Washington: The Trump administration is pushing to issue an order that would designate the Muslim Brotherhood a foreign terrorist organisation, bringing the weight of US sanctions against the organisation, according to officials familiar with the matter.
The White House directed national security and diplomatic officials to find a way to place sanctions on the group after a White House visit April 9 by President Abdul Fattah Al Sissi of Egypt. In a private meeting without reporters and photographers, Al Sissi urged President Donald Trump to take that step and join Egypt in branding the movement a terrorist organisation.
Such a designation imposes wide-ranging economic and travel sanctions on companies and individuals who interact with the targeted group. The president responded affirmatively to Al Sissi, saying it would make sense. Some of Trump’s advisers have interpreted that as a commitment, officials said.
In a statement, Sarah Huckabee Sanders, the White House press secretary, acknowledged that the administration was working on designating the Muslim Brotherhood terrorists.
“The president has consulted with his national security team and leaders in the region who share his concern, and this designation is working its way through the internal process,” Sanders said.
John Bolton, the national security adviser, and Mike Pompeo, the secretary of state, support the idea, officials said. As a matter of policy, such a designation could have rippling consequences, including further stressing relations with Turkey, whose president, Recep Tayyip Erdogan, is a staunch Brotherhood supporter.
The Trump administration had weighed whether to designate both the Muslim Brotherhood and an arm of Iran’s military, the Islamic Revolutionary Guards Corps, as terrorist organisations during its chaotic first weeks in 2017. But the ideas lapsed amid objections from career professionals and the fallout from other capricious early steps, like Trump’s ban on visitors from several predominantly Muslim countries.
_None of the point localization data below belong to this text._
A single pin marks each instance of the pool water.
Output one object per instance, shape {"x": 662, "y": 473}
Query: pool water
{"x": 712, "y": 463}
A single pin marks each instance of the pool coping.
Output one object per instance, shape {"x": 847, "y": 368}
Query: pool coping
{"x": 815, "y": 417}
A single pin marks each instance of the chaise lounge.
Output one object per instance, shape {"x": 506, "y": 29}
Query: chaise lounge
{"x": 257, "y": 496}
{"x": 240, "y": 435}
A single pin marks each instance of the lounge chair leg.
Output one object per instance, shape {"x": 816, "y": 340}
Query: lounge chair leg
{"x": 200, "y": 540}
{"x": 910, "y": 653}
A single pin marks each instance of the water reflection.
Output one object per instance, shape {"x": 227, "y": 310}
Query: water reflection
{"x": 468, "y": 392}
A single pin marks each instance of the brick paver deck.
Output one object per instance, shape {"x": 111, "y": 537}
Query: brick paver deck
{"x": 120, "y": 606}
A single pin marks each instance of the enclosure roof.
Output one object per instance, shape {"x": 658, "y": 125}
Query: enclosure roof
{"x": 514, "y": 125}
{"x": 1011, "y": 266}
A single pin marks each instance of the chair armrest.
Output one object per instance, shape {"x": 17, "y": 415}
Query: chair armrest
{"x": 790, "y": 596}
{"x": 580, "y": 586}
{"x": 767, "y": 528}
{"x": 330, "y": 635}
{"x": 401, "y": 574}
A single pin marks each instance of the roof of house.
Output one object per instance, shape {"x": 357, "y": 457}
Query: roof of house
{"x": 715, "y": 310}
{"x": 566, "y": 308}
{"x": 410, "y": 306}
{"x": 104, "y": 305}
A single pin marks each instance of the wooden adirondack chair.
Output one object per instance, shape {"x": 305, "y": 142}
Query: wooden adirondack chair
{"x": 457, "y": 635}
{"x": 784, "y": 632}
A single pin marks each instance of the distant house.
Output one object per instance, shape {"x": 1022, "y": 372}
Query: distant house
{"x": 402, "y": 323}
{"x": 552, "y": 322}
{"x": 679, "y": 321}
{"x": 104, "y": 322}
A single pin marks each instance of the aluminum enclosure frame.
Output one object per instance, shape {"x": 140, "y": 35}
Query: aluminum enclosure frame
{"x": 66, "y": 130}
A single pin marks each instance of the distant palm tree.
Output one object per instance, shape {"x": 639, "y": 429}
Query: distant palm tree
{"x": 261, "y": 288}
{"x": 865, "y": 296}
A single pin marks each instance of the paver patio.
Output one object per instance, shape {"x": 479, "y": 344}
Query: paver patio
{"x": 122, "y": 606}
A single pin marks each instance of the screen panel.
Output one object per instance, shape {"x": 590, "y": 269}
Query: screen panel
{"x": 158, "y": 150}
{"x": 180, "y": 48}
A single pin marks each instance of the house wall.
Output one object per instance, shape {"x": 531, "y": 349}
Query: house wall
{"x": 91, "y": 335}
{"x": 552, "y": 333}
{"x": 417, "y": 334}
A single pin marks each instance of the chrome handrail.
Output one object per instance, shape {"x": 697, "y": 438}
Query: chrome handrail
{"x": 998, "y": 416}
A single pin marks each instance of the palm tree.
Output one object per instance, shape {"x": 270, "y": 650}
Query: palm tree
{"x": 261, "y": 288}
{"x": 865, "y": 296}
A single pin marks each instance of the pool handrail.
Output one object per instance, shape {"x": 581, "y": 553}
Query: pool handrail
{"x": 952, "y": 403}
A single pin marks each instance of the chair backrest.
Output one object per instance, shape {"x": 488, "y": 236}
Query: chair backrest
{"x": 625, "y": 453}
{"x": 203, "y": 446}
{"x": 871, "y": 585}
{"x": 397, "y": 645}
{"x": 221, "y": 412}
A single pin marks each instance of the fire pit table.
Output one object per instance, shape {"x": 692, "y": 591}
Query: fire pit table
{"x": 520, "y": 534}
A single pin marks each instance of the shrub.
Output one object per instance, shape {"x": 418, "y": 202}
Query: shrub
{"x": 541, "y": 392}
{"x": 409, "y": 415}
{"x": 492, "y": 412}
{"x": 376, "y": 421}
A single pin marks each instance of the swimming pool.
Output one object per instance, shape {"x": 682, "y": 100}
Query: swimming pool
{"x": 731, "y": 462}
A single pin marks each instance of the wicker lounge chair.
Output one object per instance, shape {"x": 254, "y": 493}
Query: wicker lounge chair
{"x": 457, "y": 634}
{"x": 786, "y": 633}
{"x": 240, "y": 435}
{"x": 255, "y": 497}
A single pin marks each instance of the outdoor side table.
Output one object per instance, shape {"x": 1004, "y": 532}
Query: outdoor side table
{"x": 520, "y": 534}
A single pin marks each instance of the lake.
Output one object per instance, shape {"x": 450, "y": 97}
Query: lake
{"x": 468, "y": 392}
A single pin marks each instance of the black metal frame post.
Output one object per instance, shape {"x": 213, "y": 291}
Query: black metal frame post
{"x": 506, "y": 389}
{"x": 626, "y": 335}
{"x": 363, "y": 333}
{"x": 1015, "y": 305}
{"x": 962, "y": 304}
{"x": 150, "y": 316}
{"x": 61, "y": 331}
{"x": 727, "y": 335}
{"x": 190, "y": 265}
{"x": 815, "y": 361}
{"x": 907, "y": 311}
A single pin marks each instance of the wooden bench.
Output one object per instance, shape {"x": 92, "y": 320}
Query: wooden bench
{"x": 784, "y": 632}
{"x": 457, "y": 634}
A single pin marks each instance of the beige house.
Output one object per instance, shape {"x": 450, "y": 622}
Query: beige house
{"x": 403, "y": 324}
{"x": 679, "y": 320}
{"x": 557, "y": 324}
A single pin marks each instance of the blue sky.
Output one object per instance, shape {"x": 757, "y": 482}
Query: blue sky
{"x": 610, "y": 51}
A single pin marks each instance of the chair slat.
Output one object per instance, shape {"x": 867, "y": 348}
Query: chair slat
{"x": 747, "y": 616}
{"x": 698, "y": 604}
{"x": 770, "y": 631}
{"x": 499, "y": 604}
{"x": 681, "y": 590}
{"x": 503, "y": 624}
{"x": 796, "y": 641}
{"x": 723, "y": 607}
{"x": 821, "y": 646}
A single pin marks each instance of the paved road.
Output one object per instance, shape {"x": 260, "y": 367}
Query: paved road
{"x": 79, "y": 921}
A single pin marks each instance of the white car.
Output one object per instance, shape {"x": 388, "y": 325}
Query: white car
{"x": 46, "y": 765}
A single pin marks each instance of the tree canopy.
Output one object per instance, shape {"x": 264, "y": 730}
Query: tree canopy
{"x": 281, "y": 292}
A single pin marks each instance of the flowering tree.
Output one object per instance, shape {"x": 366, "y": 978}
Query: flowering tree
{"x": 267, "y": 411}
But this spring, the administration abruptly pushed through the terrorist designation for the Revolutionary Guards. Pompeo, who has the most important voice in the debate besides Trump’s because the secretary of state controls the list of designated terrorist organisations, announced sanctions on the Iranian military arm April 8, the day before Al Sissi visited the White House.
The move against the Iranian military was the first time the United States had interpreted its counterterrorism laws as permitting an entity of a nation-state government to count as terrorists.